Lecture 22: Image Processing (22)
weinatalie

I wonder whether image sharpening is actually as effective as it’s portrayed in media like forensics shows. For example, could you sharpen a blurry picture of someone’s face and get a recognizable result? The output on the slide does look sharper, but it also seems a lot noisier than the original. I feel like small details could still be difficult to make out, even in the sharpened image.

charshou

Could sharpening the image too much possibly lead to aliasing since you are adding higher frequencies back into the image?

theflyingpie

From what I have seen, sharpening images can sometimes lead to some aliasing or unwanted artifacts -- for instance in images that my smartphone automatically sharpens, sometimes I will see excessively bright or excessively dark pixelated rims around the edges of objects.

brianqch

@charshou, I think you're right about that!

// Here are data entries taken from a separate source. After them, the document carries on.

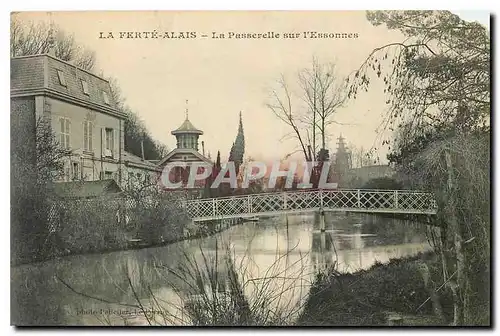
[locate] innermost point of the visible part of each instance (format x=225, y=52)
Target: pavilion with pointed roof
x=187, y=150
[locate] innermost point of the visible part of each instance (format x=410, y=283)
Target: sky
x=221, y=77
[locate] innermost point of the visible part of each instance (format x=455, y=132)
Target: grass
x=367, y=297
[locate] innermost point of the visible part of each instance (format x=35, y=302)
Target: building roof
x=187, y=128
x=36, y=74
x=86, y=189
x=136, y=161
x=193, y=152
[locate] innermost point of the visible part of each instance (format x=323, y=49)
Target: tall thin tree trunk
x=454, y=230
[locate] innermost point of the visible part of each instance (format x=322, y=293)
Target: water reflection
x=114, y=288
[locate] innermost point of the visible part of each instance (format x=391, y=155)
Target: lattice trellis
x=391, y=201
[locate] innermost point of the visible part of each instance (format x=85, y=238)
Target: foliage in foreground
x=365, y=297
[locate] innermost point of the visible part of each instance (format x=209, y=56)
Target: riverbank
x=209, y=229
x=397, y=293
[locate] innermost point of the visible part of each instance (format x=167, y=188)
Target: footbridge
x=348, y=200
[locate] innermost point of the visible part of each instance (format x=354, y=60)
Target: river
x=276, y=254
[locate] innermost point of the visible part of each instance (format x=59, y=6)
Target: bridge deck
x=357, y=200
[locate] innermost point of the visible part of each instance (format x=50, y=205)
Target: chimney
x=51, y=41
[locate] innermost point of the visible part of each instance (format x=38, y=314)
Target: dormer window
x=85, y=87
x=62, y=80
x=106, y=98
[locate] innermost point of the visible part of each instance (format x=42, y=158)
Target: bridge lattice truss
x=375, y=201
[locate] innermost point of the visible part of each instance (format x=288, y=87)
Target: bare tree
x=34, y=38
x=282, y=107
x=324, y=93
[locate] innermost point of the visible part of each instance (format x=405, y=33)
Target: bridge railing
x=347, y=199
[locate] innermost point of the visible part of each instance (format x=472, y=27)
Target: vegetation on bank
x=368, y=297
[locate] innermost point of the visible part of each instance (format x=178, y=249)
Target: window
x=64, y=129
x=106, y=98
x=76, y=171
x=62, y=80
x=109, y=141
x=87, y=136
x=85, y=87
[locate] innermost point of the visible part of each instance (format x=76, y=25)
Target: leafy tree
x=437, y=83
x=32, y=39
x=438, y=77
x=310, y=108
x=135, y=130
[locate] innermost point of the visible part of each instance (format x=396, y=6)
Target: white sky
x=222, y=77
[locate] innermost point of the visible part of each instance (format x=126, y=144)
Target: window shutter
x=103, y=141
x=116, y=147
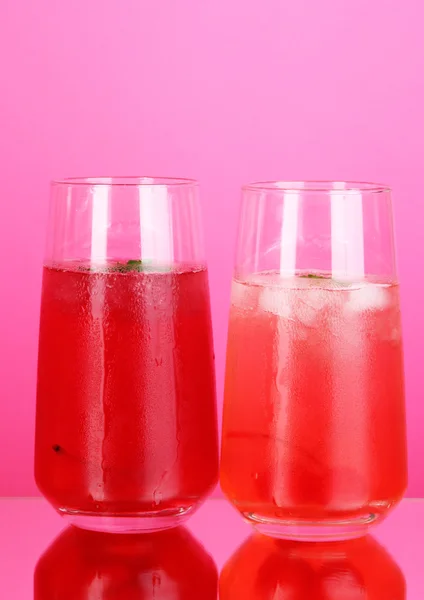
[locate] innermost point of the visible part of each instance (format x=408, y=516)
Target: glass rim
x=126, y=181
x=317, y=186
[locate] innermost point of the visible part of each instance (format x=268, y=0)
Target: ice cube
x=276, y=300
x=368, y=297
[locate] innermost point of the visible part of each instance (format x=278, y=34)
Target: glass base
x=314, y=531
x=133, y=523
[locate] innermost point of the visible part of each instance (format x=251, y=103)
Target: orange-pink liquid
x=314, y=424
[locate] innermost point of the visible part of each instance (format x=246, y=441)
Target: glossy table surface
x=184, y=564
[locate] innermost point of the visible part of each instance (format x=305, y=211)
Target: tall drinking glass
x=126, y=436
x=314, y=425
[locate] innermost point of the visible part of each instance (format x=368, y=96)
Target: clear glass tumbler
x=314, y=443
x=126, y=433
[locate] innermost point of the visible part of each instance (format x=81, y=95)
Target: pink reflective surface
x=177, y=565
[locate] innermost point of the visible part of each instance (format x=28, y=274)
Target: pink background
x=226, y=91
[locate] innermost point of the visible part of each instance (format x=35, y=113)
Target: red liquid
x=267, y=569
x=82, y=565
x=126, y=392
x=314, y=424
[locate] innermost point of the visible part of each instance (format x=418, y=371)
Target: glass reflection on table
x=85, y=565
x=269, y=569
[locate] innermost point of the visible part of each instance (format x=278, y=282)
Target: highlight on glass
x=265, y=569
x=314, y=443
x=126, y=432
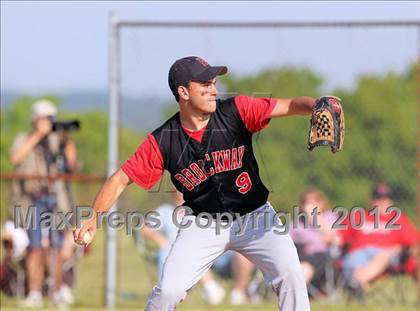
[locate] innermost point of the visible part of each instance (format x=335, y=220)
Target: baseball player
x=207, y=149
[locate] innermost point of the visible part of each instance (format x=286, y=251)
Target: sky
x=64, y=46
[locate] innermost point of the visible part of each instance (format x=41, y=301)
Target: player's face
x=202, y=95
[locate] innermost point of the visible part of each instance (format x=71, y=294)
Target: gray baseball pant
x=261, y=241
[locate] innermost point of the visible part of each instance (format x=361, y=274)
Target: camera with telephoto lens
x=73, y=125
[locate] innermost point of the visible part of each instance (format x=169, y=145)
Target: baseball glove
x=327, y=124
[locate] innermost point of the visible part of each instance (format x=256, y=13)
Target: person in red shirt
x=377, y=244
x=207, y=149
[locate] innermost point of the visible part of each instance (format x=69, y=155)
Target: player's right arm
x=106, y=197
x=144, y=167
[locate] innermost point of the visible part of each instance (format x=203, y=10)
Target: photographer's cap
x=381, y=190
x=192, y=68
x=43, y=108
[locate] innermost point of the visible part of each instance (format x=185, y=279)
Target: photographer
x=46, y=151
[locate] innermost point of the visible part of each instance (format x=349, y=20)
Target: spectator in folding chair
x=313, y=240
x=12, y=272
x=373, y=248
x=164, y=236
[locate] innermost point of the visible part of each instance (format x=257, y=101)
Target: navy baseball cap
x=381, y=191
x=192, y=68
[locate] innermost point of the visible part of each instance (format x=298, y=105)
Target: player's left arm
x=292, y=106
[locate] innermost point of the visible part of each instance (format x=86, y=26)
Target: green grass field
x=136, y=277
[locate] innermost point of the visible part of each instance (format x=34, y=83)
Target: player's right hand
x=43, y=126
x=88, y=226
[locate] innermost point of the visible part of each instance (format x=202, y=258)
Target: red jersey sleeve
x=145, y=167
x=255, y=111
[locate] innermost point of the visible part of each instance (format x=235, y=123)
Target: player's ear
x=183, y=92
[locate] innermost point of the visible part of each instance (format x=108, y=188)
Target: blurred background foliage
x=380, y=142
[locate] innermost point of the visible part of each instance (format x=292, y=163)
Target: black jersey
x=220, y=174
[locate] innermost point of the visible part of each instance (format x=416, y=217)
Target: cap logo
x=202, y=62
x=335, y=105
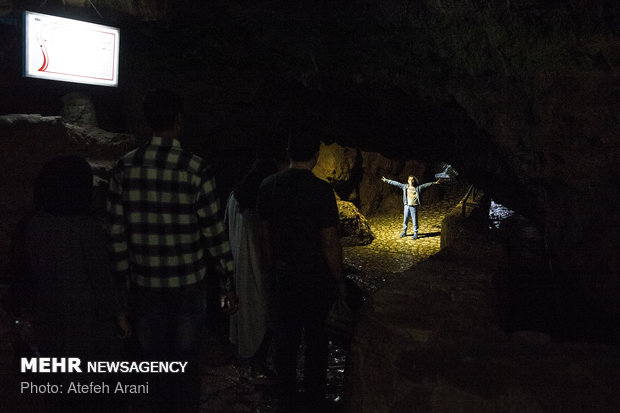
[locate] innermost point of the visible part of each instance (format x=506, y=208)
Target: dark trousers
x=302, y=300
x=169, y=325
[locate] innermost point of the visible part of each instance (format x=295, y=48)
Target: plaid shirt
x=162, y=215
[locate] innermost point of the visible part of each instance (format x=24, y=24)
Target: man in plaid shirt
x=163, y=220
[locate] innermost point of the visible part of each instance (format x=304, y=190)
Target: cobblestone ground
x=225, y=387
x=388, y=254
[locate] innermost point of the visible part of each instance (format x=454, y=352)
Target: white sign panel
x=70, y=50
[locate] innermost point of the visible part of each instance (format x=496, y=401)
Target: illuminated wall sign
x=70, y=50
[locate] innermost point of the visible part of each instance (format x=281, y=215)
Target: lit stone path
x=389, y=254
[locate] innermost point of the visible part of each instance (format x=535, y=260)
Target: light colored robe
x=249, y=324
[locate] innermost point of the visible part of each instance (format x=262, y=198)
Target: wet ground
x=226, y=390
x=228, y=386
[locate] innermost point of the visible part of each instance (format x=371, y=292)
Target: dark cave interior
x=521, y=97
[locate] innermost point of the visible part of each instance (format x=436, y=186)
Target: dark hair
x=161, y=107
x=64, y=186
x=247, y=191
x=302, y=146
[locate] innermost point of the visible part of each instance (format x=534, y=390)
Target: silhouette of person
x=300, y=228
x=72, y=296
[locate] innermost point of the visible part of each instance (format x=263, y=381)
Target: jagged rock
x=354, y=228
x=430, y=342
x=78, y=109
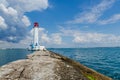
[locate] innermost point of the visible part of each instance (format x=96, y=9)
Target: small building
x=35, y=46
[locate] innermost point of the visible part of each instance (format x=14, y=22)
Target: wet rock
x=47, y=65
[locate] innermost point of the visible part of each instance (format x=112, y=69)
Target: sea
x=105, y=60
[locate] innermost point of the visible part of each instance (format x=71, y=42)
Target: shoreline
x=49, y=61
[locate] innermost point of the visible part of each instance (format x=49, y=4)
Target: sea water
x=103, y=60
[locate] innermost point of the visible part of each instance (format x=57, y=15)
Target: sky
x=62, y=23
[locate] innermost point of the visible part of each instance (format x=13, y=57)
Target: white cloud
x=26, y=21
x=29, y=5
x=14, y=20
x=92, y=15
x=91, y=37
x=3, y=25
x=56, y=38
x=115, y=18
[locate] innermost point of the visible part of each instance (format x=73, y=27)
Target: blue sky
x=63, y=23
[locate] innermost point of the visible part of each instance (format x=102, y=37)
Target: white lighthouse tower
x=35, y=46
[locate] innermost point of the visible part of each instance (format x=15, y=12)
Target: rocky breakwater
x=47, y=65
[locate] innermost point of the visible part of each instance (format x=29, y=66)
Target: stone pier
x=47, y=65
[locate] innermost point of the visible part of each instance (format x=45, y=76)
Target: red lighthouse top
x=36, y=24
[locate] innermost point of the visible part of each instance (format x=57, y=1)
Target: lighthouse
x=35, y=46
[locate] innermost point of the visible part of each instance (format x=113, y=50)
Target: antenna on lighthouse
x=35, y=43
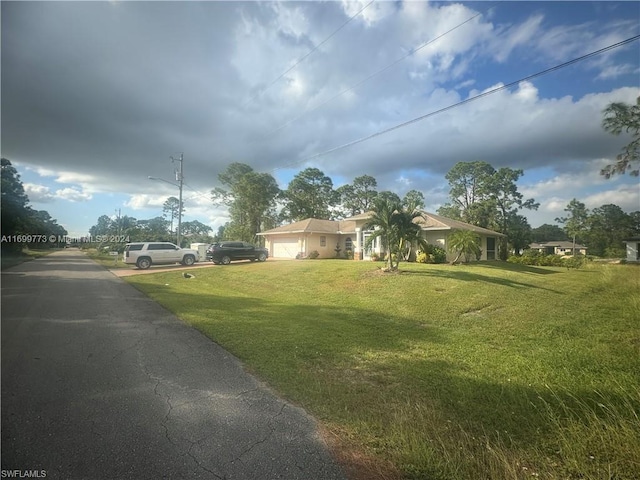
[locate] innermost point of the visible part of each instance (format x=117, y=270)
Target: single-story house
x=558, y=248
x=633, y=249
x=299, y=239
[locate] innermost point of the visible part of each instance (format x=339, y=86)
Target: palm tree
x=396, y=228
x=464, y=242
x=408, y=233
x=382, y=223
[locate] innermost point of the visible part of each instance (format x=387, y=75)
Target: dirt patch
x=125, y=272
x=356, y=464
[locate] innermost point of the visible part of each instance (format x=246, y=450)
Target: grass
x=13, y=258
x=482, y=371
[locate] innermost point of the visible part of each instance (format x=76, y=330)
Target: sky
x=98, y=96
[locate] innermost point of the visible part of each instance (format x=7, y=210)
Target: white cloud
x=141, y=201
x=38, y=193
x=73, y=194
x=516, y=36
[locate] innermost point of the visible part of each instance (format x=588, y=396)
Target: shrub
x=423, y=257
x=436, y=254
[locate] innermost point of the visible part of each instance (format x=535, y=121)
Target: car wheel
x=143, y=263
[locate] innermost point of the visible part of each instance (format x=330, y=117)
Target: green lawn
x=483, y=371
x=13, y=258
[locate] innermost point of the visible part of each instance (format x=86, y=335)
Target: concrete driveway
x=99, y=382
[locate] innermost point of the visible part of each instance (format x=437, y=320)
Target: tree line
x=256, y=203
x=19, y=220
x=602, y=230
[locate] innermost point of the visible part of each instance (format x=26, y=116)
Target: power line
x=463, y=102
x=395, y=62
x=301, y=59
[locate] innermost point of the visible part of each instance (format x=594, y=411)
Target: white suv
x=144, y=254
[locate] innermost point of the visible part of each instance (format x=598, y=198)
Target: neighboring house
x=299, y=239
x=633, y=249
x=558, y=248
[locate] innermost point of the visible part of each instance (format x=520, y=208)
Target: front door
x=367, y=250
x=491, y=248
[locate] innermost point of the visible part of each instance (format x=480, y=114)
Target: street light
x=179, y=179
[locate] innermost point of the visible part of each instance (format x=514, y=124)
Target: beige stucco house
x=558, y=248
x=299, y=239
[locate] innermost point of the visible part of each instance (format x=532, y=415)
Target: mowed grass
x=485, y=371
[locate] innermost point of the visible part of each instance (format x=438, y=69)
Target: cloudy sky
x=97, y=96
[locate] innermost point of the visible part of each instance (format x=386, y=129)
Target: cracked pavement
x=100, y=382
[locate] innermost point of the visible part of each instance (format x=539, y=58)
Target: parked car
x=144, y=254
x=226, y=252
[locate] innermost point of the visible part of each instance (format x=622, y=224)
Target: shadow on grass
x=455, y=274
x=515, y=267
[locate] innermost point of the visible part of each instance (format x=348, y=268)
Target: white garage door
x=285, y=247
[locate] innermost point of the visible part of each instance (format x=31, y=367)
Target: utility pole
x=179, y=179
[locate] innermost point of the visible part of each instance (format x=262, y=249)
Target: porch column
x=357, y=249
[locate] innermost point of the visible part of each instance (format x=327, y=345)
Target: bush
x=423, y=257
x=533, y=257
x=574, y=262
x=436, y=254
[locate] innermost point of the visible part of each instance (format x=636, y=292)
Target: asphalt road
x=99, y=382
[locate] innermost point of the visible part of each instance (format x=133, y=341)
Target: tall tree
x=520, y=233
x=309, y=195
x=575, y=223
x=468, y=181
x=104, y=226
x=396, y=228
x=618, y=118
x=413, y=200
x=608, y=226
x=382, y=224
x=251, y=198
x=503, y=193
x=155, y=229
x=358, y=196
x=489, y=198
x=195, y=227
x=464, y=242
x=15, y=211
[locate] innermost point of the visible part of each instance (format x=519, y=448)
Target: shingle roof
x=556, y=243
x=314, y=225
x=431, y=221
x=428, y=221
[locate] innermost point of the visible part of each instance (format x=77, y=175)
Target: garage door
x=285, y=247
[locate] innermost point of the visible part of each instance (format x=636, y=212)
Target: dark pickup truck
x=226, y=252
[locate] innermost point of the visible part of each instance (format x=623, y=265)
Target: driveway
x=99, y=382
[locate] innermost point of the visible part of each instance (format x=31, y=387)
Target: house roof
x=431, y=221
x=314, y=225
x=558, y=244
x=428, y=221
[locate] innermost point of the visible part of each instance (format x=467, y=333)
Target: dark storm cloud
x=112, y=90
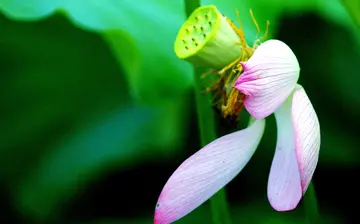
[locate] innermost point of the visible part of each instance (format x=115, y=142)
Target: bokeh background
x=97, y=111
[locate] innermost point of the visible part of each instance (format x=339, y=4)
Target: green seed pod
x=207, y=39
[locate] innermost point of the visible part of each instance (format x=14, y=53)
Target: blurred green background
x=97, y=111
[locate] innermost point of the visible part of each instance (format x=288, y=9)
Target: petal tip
x=282, y=205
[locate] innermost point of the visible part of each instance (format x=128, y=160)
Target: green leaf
x=151, y=26
x=80, y=157
x=66, y=115
x=353, y=7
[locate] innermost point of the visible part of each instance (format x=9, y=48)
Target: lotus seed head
x=197, y=31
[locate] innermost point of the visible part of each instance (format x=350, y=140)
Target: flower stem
x=218, y=203
x=311, y=207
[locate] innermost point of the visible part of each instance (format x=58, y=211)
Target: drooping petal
x=269, y=77
x=297, y=150
x=307, y=135
x=207, y=171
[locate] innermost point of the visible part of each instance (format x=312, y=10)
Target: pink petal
x=307, y=135
x=297, y=150
x=206, y=172
x=269, y=77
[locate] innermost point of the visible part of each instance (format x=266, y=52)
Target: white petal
x=207, y=171
x=269, y=77
x=297, y=151
x=307, y=135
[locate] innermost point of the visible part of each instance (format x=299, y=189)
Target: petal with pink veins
x=269, y=77
x=206, y=172
x=297, y=151
x=307, y=135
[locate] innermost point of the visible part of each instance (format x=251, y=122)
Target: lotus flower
x=269, y=82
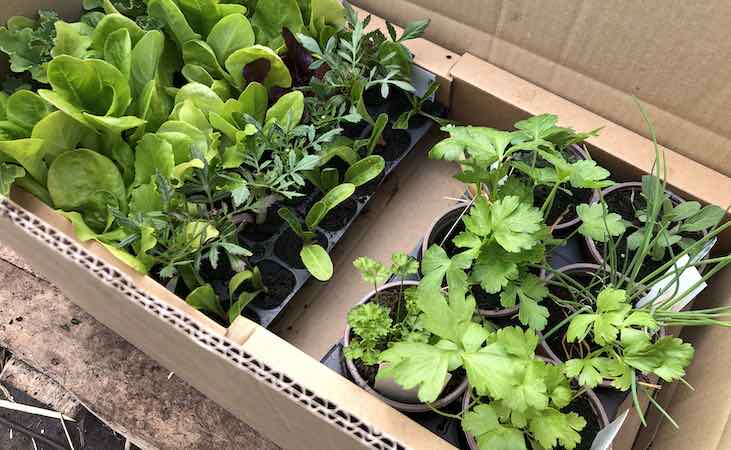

Looking into it a bit further, I think that when images are sharpened, we are enhancing edges and details which means we are enhancing these higher frequency components. Because of this, it seems like excessive sharpening would result in more noise and artifacts.

KevinXu02

Sharpen operation actually makes edges more obvious, but it will also affect those area should be smooth and introduce artifacts like more noice and aliasing.

Mehvix

@charshou Sharpening corresponds to high-pass filtering the image -- this isn't 'adding' high frequencies to the image; rather, it takes away the low frequencies.

Mehvix

@brianqch is correct that high-pass filtering may enhance noise/artifacts (as these tend to be small, pixel-size imperfections i.e. shot noise) -- importantly, this is not caused by aliasing (there is no sampling)

marilynjoyce

Is it enhancing higher frequencies or ridding of lower frequencies? I think ridding lower frequencies, right? Seems like there’s more edge detection.